Replies from: Slider, 27chaos, cousin_it, Lumifer↑ comment by Slider · 2015-08-04T22:27:19.220Z · LW(p) · GW(p)
Why would the mapping between the language the hypotheses are framed in have impact on which statements are most likley to be true? The article mentions that in domains where the correct hypotheses are complex in the proof language the principle tends to be anti-productive. There is no guarantee that the language is well suited to describe the target phenomenon if we are allowed to freely pick the phenomenon to track!
Wouldn't also any finite complexity class only have finitely many hypotheses in it and wouldn't those also be in a finite numbered index in it? The problem only arises for infinite complexity hypotheses. And it could be argued that if the index is a hyperinteger it can still be a valid placing.
With surreal probability it would be no problem to give an equal infinistemal probability to an infinite list of hypotheses.
Replies from: Manfred, 27chaos, 27chaos, 27chaos↑ comment by Manfred · 2015-08-05T01:01:31.748Z · LW(p) · GW(p)
Wouldn't also any finite complexity class only have finitely many hypotheses in it
Think of it as like the set of all positive integers of finite size.
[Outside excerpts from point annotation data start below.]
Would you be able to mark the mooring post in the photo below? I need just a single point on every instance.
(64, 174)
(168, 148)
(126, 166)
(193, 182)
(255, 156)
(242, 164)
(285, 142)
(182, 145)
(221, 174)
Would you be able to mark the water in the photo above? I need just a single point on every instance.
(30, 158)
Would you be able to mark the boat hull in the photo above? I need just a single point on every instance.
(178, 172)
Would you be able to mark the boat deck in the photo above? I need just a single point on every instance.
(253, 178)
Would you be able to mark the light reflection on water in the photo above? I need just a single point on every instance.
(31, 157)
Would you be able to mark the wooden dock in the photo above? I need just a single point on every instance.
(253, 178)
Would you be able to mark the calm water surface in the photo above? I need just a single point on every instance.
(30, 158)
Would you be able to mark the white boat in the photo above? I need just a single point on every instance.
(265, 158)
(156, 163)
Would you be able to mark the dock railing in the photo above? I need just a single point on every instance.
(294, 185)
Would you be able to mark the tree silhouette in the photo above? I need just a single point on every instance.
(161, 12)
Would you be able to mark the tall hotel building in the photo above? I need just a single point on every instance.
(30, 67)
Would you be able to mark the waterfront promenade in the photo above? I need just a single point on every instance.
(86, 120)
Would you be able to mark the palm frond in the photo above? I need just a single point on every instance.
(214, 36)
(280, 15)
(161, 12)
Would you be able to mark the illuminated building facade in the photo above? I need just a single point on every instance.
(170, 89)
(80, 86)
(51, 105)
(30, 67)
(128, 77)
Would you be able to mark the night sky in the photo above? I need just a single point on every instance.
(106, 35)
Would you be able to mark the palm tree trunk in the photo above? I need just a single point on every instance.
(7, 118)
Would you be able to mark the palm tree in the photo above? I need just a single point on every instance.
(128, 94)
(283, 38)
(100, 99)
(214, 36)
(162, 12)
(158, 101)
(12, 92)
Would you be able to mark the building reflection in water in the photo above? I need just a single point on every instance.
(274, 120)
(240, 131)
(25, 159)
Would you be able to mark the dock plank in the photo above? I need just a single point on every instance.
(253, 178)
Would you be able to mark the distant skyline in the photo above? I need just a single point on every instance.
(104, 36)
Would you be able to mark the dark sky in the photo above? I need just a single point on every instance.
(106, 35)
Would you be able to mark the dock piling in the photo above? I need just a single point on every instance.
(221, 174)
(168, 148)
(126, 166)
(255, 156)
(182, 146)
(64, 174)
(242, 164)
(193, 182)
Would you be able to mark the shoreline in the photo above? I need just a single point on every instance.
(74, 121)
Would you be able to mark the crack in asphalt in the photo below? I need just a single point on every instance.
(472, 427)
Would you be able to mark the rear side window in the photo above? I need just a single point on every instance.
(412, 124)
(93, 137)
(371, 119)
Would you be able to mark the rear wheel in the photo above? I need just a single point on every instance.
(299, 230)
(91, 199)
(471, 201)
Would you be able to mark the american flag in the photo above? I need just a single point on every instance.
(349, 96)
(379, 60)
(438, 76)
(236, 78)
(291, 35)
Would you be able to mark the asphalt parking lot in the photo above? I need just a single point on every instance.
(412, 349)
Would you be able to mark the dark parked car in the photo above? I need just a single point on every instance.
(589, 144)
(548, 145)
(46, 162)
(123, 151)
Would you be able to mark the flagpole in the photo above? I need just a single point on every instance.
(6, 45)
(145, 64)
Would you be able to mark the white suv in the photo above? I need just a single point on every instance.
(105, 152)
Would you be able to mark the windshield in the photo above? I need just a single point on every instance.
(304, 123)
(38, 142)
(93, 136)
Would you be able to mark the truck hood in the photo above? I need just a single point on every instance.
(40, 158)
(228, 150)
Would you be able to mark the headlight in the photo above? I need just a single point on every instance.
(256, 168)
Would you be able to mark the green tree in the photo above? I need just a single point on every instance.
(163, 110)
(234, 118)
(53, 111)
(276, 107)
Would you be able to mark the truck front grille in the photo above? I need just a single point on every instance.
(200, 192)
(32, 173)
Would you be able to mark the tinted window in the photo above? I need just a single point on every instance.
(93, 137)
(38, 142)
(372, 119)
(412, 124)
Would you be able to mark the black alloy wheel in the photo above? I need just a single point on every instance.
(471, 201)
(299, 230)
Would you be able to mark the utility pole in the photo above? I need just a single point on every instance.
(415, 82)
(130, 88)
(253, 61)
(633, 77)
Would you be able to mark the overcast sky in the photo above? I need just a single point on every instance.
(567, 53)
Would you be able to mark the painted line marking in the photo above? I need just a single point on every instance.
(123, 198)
As it turns out, every single integer has finite size! You show me an integer, and I'll show you its size :P But even though each individual element is less than infinity, the size of the set is infinite.
Why would the mapping between the language the hypotheses are framed in have impact on which statements are most likely to be true?
Choosing which language to use is ultimately arbitrary. But because there's no way to assign the same probability to infinitely many discrete things and have the probabilities still add up to one, we're forced into a choice of some "natural ordering of hypotheses" in which the probability is monotonically decreasing. This does not happen because of any specific fact about the external world - this is a property of what it looks to have hypotheses about something that might be arbitrarily complicated.
The article mentions that in domains where the correct hypotheses are complex in the proof language the principle tends to be anti-productive.
Well... it's anti-productive until you eliminate the simple-but-wrong alternatives, and then suddenly it's the only thing allowing you to choose the right hypothesis out of the list that contains many more complex-and-still-accurate hypotheses.
If you want a much better explanation of these topics than I can give, and you like math, I recommend the textbook by Li and Vitanyi.
Replies from: Slider↑ comment by Slider · 2015-08-06T22:27:18.044Z · LW(p) · GW(p)
9 has 4 digits as "1001" in binary and 1 in decimal, so no function from integers to their size. There is no such thing as the size of a integer independent of any digit system used (well you could refer to some set constructions but then the size would be the integer itself).
As surreals we could have ω pieces of equal probability ɛ that sum to 1 exactly (althought ordinal numbers are only applicaple to orders which can be different than cardinal numbers. While for finites there is no big distinciton from ordinal and cardinal, "infinitely many discrete things" might refer to a cardinal concept. However for hypotheses that are listable (such as formed as arbitrary lenght strings of letters from a (finite) alphabeth) the ωth index should be well founded).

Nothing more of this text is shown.